THE Charity Commission has been urged to intervene to address “the failures of the Archbishops’ Council of the Church of England to devise a safe, consistent and fair system of redress” for victims and survivors of abuse.
In a letter addressed to the chair of the Commission, Baroness Stowell, on Tuesday, survivors, lawyers, academics, and members of the clergy andthe General Synod, including the Bishop of Buckingham, Dr Alan Wilson, called for a complete reform of safeguarding practice and policy within the C of E.
They write: “There is now some urgency over addressing the impaired transparency and intermittent accountability of the NST [National Safeguarding Team]. Within such a complex structure, it is extraordinarily difficult for aggrieved parties to secure redress of individual grievance, for questions to be raised, or for policy and its implementation (or lack thereof) to be challenged. We address our complaint to the Archbishops’ Council as the body with ultimate responsibility.”
The correspondents acknowledge the steps being taken to replace the Clergy Discipline Measure (CDM), and that the final report on the Anglican Church by the Independent Inquiry into Child Sexual Abuse (IICSA) is yet to published.
“However, the continuing flow of cases of injustice leads us to seek early intervention from the Charity Commission. We do this with reluctance, having tried and failed to secure redress through multiple complaints across the structure.”

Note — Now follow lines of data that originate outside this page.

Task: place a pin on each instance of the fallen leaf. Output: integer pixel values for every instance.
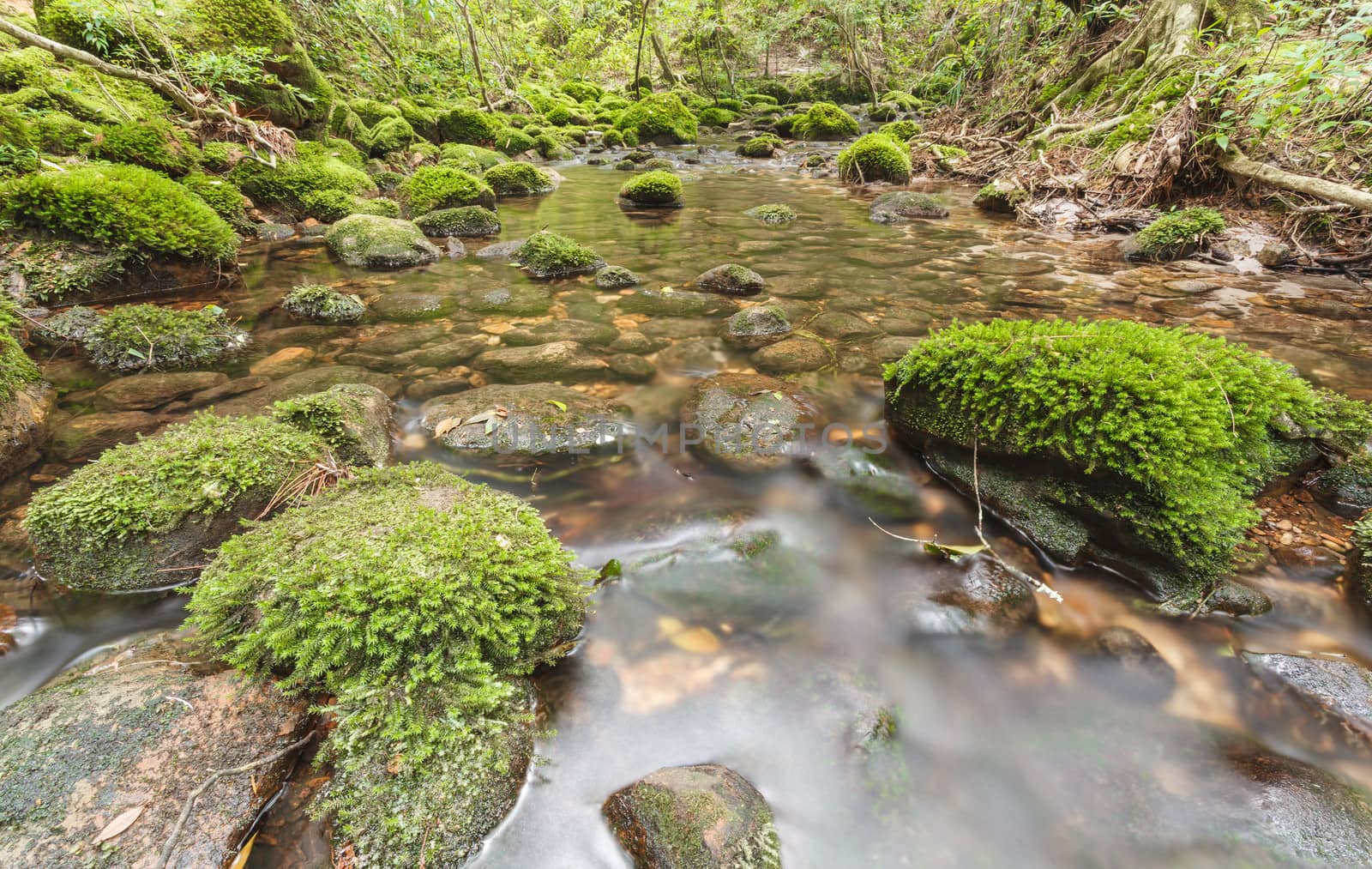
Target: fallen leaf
(121, 823)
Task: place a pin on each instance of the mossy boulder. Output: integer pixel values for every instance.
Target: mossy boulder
(902, 205)
(763, 146)
(106, 740)
(468, 223)
(704, 817)
(1115, 443)
(548, 254)
(773, 213)
(660, 118)
(443, 187)
(368, 240)
(516, 178)
(120, 206)
(823, 123)
(1175, 237)
(322, 304)
(143, 514)
(439, 597)
(876, 157)
(731, 279)
(653, 190)
(150, 336)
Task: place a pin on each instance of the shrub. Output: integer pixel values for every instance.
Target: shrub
(322, 304)
(516, 178)
(548, 254)
(136, 336)
(659, 117)
(1186, 420)
(876, 157)
(823, 123)
(120, 206)
(653, 189)
(1177, 233)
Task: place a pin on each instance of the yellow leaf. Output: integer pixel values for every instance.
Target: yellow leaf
(121, 823)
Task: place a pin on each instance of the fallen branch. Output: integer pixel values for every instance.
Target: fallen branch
(1238, 165)
(214, 775)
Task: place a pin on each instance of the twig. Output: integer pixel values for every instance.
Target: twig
(214, 775)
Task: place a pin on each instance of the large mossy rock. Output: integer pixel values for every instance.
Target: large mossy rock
(539, 420)
(367, 240)
(699, 817)
(420, 600)
(143, 514)
(141, 738)
(1111, 443)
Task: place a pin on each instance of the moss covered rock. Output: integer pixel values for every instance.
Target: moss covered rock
(143, 514)
(1115, 443)
(368, 240)
(468, 221)
(322, 304)
(120, 206)
(548, 254)
(514, 178)
(660, 118)
(457, 589)
(876, 157)
(656, 190)
(704, 817)
(150, 336)
(823, 123)
(443, 187)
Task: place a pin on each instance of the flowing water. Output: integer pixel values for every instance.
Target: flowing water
(1014, 747)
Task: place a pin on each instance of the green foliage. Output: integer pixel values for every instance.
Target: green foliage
(653, 189)
(876, 157)
(659, 117)
(514, 178)
(322, 304)
(1177, 233)
(139, 336)
(825, 123)
(470, 221)
(443, 187)
(1187, 420)
(120, 206)
(548, 254)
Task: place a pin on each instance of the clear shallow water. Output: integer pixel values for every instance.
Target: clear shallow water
(1008, 750)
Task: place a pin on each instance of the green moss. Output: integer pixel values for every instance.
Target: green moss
(322, 304)
(1177, 233)
(662, 118)
(825, 123)
(220, 196)
(102, 526)
(120, 206)
(443, 187)
(302, 185)
(418, 599)
(655, 189)
(514, 178)
(548, 254)
(876, 157)
(470, 221)
(902, 130)
(1184, 419)
(137, 336)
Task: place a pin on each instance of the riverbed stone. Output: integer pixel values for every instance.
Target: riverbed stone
(139, 738)
(748, 423)
(731, 279)
(704, 817)
(525, 420)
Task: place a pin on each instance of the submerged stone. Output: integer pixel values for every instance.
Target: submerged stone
(704, 817)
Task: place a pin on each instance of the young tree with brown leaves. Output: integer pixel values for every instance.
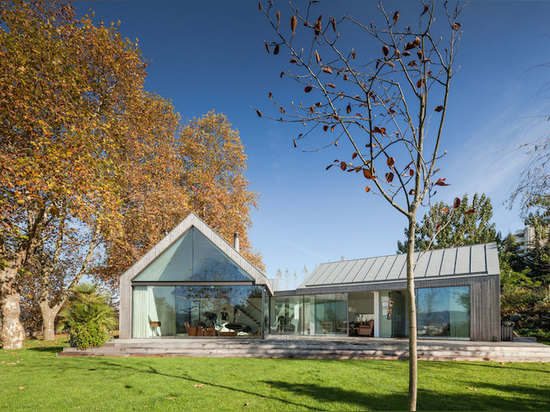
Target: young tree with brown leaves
(381, 101)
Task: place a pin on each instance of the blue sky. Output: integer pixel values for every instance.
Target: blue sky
(210, 55)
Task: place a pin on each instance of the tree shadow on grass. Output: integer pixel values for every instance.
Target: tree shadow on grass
(428, 400)
(53, 349)
(151, 370)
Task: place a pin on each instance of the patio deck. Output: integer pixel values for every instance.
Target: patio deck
(320, 347)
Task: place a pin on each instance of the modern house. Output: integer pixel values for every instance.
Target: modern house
(194, 284)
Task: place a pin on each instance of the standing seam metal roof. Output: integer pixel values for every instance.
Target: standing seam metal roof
(451, 262)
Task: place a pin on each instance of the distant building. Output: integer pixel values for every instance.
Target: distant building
(526, 238)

The letter goes on to criticise the “secretive world” of NST core groups. “The deepest suspicion of those subjected to this process, and many taking an outside observer’s interest, is that these are bodies that function as quasi-judicial adversarial proceedings without the requisite checks and balances of due process, failing all tests of natural justice, and which prioritise the reputation of the Church above common standards of natural fairness.”
Specifically criticised is the lack of an appeal process and a conflicts-of-interest policy; “unfair” justification of processes by “complex and obscure law”; “secrecy and reluctance to acknowledge error”; “inconsistency and arbitrariness” in how people are admitted or excluded; and failure to implement changes and recommendations.
“Collectively and cumulatively it is a picture of ongoing injustice. The institutional strategy to persistently ignore or deny the serious character of these deficiencies falls well below what is expected of the Established Church, and the failure of Archbishops’ Council to call those with operational responsibility to account represents an important dereliction of trustee duties.”
The letter concludes that the Archbishops’ Council must be held accountable by the Charity Commission. “The risk of not doing so is that this charity sector as a whole will suffer.”
The lead bishop for safeguarding, the Bishop of Huddersfield, Dr Jonathan Gibbs, responded in a statement on Tuesday: “We have been made aware of a complaint to the Charity Commission and of course will co-operate fully with any future process.”
He continued: “I am very aware of the current criticism of our core-group process, and some of this seems to be based on misunderstandings about what is involved. There has been confusion as a result of them being likened to core groups in the statutory sector, which have a different purpose and follow different processes.”
Revised guidance and a name-change would make it clear that core groups were rather the equivalent to a statutory strategy meeting, he said, “where decisions are made collaboratively about what the next steps should be. This may include an independent investigation of allegations that have been made, including that senior members of clergy have not followed due safeguarding processes.”
Senior clergy accused of failing to act made up about three-quarters of current national cases, he said (News, 7 August). Revised guidance would address the difference between those accused of abuse, and those accused of failing to act on information received.
Dr Gibbs concluded: “While I do not deal with details of casework, I am absolutely assured that the process is the same for all, but the evidence and the circumstances are not, and therefore outcomes are different. No one gets any special treatment; I would be the first to object if they did, and I know those in very senior roles have made that very clear themselves.
“The NST, which was restructured last year, should be respected and trusted for the work it does. Yes, processes must be fair and open to scrutiny, which is why our guidance is being revised, but we must not lose sight of the central issue, which is that the Church has failed victims and survivors of abuse in the past, and needs to take responsibility for that.”
Separately, seven survivors have written to Dr Gibbs, to the director of safeguarding, Melissa Caslake, and to the chair of the National Safeguarding Panel, Meg Munn, calling for the Bishop at Lambeth, the Rt Revd Tim Thornton, to step down from the National Safeguarding Steering Group and National Safeguarding Panel, pending further safeguarding training.
The letter refers to internal email correspondence from Bishop Thornton about one of the survivors. The letter states: “The attitude displayed here confirms what many survivors have long thought: that the adversarialism towards victims of abuse has not just extended to their litigation and insurance agents, but has its roots in the most senior members of the Church’s structure.”